A necessary and sufficient condition for ergodicity

Question

Let $(X,\mathcal B,\mu)$ be a probability space and $T\colon X\rightarrow X$ be measure preserving. I need to prove that $T$ is ergodic if and only if the following property holds:

If $f\colon X\rightarrow\Bbb R$ is measurable and satisfies $f(T(x))\geqslant f(x)$ almost everywhere, then $f$ is constant almost everywhere.

Answer 1

Definition: The set $A\in\mathcal B$ is invariant if $T^{-1}(A)=A$.

Definition: $T\colon X\to X$ is ergodic if the measure of each invariant set is either $0$ or $1$.

Definition: The set $A\in\mathcal B$ is almost invariant if $\mu(T^{-1}( A ) \Delta A)=0$.

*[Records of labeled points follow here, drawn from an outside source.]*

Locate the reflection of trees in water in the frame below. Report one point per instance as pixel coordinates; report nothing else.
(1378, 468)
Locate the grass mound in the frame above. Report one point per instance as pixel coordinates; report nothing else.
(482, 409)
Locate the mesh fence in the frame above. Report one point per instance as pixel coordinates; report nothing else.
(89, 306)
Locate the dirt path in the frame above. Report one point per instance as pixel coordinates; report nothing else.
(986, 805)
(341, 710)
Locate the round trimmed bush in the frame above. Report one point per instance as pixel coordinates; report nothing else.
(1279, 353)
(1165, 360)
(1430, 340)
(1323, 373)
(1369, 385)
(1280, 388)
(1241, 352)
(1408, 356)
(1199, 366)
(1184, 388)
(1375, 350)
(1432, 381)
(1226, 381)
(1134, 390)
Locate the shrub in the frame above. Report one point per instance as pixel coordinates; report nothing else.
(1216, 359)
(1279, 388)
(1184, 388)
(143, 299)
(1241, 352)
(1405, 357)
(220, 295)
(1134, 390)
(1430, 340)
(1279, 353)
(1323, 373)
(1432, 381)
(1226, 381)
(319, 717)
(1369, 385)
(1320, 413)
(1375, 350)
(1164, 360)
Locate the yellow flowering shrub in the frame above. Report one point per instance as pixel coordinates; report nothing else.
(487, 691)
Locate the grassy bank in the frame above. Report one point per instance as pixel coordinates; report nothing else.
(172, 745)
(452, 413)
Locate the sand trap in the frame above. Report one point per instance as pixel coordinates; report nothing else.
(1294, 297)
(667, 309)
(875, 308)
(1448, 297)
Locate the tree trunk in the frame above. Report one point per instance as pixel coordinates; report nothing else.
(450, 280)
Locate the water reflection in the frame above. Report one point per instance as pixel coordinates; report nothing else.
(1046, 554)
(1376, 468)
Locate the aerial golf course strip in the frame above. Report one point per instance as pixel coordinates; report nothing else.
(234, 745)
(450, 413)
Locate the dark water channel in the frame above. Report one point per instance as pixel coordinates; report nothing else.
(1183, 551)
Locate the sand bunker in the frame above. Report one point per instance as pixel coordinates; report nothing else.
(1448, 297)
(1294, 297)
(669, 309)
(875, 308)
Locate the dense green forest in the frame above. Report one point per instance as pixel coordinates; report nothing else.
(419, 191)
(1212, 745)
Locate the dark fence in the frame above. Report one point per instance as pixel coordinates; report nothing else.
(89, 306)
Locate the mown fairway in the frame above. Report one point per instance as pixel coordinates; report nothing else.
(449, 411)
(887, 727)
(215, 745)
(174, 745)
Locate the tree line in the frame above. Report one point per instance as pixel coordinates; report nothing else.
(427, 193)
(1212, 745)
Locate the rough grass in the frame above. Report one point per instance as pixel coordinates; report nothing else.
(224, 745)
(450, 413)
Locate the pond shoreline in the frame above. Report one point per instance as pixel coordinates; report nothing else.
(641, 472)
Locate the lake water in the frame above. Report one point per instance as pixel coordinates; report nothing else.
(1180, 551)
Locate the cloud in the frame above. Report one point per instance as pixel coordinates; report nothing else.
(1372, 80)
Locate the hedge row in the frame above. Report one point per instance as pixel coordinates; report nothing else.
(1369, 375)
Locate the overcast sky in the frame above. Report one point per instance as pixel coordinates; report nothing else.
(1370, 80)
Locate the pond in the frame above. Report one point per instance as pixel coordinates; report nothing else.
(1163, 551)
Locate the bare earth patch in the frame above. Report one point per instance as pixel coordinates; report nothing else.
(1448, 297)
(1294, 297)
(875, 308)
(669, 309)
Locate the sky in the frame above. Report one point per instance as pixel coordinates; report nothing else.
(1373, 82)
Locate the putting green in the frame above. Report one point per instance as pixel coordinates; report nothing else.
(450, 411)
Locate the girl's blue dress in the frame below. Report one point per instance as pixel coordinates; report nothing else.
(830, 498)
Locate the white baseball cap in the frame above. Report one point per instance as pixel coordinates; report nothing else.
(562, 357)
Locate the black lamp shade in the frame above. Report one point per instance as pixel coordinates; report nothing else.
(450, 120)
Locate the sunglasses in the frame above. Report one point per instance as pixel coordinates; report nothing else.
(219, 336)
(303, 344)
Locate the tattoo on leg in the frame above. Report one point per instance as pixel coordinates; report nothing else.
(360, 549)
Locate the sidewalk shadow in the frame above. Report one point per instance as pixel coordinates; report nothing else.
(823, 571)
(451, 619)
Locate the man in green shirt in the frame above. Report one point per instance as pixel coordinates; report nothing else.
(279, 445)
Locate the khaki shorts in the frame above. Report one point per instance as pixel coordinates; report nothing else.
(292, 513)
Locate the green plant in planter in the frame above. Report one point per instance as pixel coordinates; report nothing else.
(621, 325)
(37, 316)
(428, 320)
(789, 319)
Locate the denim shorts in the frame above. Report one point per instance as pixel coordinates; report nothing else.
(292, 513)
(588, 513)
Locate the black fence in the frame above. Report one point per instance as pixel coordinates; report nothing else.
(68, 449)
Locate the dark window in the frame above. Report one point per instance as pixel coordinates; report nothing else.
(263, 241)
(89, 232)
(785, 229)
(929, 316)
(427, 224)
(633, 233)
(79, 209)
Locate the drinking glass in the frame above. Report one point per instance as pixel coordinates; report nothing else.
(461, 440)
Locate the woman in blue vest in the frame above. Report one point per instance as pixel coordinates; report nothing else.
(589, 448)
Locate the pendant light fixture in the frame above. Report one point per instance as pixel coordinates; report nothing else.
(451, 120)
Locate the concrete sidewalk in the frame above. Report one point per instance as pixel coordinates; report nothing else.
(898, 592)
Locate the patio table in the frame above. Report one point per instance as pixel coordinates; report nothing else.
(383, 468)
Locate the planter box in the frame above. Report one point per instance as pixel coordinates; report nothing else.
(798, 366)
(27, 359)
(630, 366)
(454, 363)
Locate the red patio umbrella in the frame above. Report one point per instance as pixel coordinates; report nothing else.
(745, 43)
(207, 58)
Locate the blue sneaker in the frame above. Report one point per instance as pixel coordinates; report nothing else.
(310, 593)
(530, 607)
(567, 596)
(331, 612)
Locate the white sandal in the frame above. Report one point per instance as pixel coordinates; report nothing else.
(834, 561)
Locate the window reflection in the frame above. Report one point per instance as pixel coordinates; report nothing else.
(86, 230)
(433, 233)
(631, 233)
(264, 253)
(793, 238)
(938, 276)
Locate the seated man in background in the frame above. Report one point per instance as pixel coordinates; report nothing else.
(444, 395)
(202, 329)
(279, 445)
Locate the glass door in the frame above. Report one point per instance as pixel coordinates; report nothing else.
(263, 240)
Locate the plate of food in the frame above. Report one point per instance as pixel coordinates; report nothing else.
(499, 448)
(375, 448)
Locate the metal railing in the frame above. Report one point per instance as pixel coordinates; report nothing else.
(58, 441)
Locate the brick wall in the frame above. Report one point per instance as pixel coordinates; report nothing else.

We have the following result (see Ergodic Theory wiht a view towards numbers theory by Eiseidler and Ward, GTM.

Proposition: If $T$ is ergodic and $A$ is almost invariant then $\mu(A)\in\{0;1\}$.

One direction is quite easy: assume that for all $f$ measurable satisfying $f(Tx)\geqslant f(x)$ almost everywhere we have that $f$ is constant almost everywhere. Take $A$ such that $T^{-1}(A)=A$. With $f:=\chi_A$, we get what we want.

Conversely, assume $T$ ergodic. For each real number $R$, define $$S_R:=\{x,\sup_{n\geqslant 1}f(T^nx)\leqslant R\}.$$ Each $S_R$ is almost invariant, so $\mu(S_R)\in\{0,1\}$ for each $R$. Define $R_0:=\inf\{R>0,\mu(S_R)=1\}$. Then $f=R_0$ almost everywhere.